Effectivement, la loi du 19 juillet 1976 relative aux installations classées pour la protection de l’environnement (ICPE), stipule qu’un Préfet ne peut imposer de nouvelles conditions à une installation que pour des motifs limités, comme par exemple la protection du voisinage, la santé, la salubrité publique, la proctection de l’environnement ou la conservation des sites.

Cependant, pour Sébastien Lapeyre, “ce ne sont pas des raisons juridiques qui justifient un tel recul par rapport à l’objectif initial, mais probablement des négociations avec différents acteurs du secteur.” En effet, des préfets ont déjà révisé à la baisse des autorisations, explique le directeur du Cniid.

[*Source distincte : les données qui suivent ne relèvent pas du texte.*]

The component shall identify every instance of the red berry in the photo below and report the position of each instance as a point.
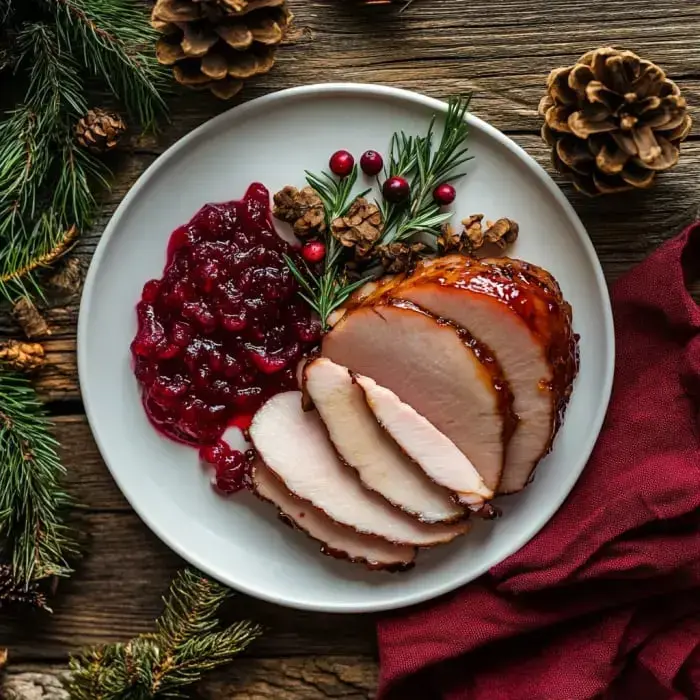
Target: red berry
(444, 194)
(313, 251)
(396, 189)
(371, 163)
(341, 163)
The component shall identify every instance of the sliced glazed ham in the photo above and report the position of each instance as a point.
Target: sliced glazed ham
(438, 456)
(434, 367)
(517, 310)
(337, 540)
(363, 445)
(294, 445)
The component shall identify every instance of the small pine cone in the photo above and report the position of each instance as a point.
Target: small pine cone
(216, 44)
(22, 357)
(303, 209)
(30, 319)
(67, 280)
(613, 121)
(100, 131)
(360, 228)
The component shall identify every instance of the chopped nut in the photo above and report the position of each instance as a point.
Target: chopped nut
(360, 228)
(399, 257)
(473, 237)
(301, 208)
(285, 208)
(502, 232)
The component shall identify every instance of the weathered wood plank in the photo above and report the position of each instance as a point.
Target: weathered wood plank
(304, 678)
(624, 229)
(502, 51)
(116, 593)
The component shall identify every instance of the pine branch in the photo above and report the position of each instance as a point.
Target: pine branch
(32, 502)
(45, 179)
(116, 42)
(186, 644)
(14, 594)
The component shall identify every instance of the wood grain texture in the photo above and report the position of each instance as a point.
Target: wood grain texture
(503, 52)
(624, 230)
(305, 678)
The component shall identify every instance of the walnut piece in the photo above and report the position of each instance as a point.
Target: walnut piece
(303, 209)
(24, 357)
(360, 228)
(399, 257)
(497, 235)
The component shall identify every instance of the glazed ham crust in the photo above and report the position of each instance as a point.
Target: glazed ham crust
(435, 367)
(336, 540)
(517, 310)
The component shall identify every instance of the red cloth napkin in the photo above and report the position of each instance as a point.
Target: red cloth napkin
(605, 601)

Circonstances exceptionnelles

Par ailleurs, lorsque la limite des 60 % est dépassée, le décret introduit aussi une possibilité d’accroître la taille des exutoires si le territoire peut justifier de “circonstances particulières.”

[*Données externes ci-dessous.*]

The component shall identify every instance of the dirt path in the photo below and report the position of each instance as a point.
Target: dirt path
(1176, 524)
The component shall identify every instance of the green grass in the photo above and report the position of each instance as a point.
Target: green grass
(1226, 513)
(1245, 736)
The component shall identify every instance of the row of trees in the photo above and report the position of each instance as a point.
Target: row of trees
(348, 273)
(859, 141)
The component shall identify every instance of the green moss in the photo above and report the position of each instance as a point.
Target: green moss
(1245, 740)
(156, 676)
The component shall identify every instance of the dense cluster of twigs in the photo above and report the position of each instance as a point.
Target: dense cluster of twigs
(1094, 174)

“Les exceptions couvertes par les ‘circonstances exceptionnelles’ sont destinées à gérer les situations de crise qui pourraient résulter soit d’un arrêt prolongé d’une installation de traitement (compostage, méthanisation, tri), soit d’une catastrophe naturelle générant une quantité de déchets nécessitant momentanément un accroissement de la capacité de stockage”, précise Eric Gaucher.

Enfin, la Corse et les territoires d’Outre-Mer bénéficient d’une disposition particulière que relève à 85 % le seuil des 60 %. “Si la question du relèvement du seuil mérite d’être posée pour les collectivités ultramarines, rien ne justifie un tel seuil pour la Corse”, déplore Sébastien Lapeyre.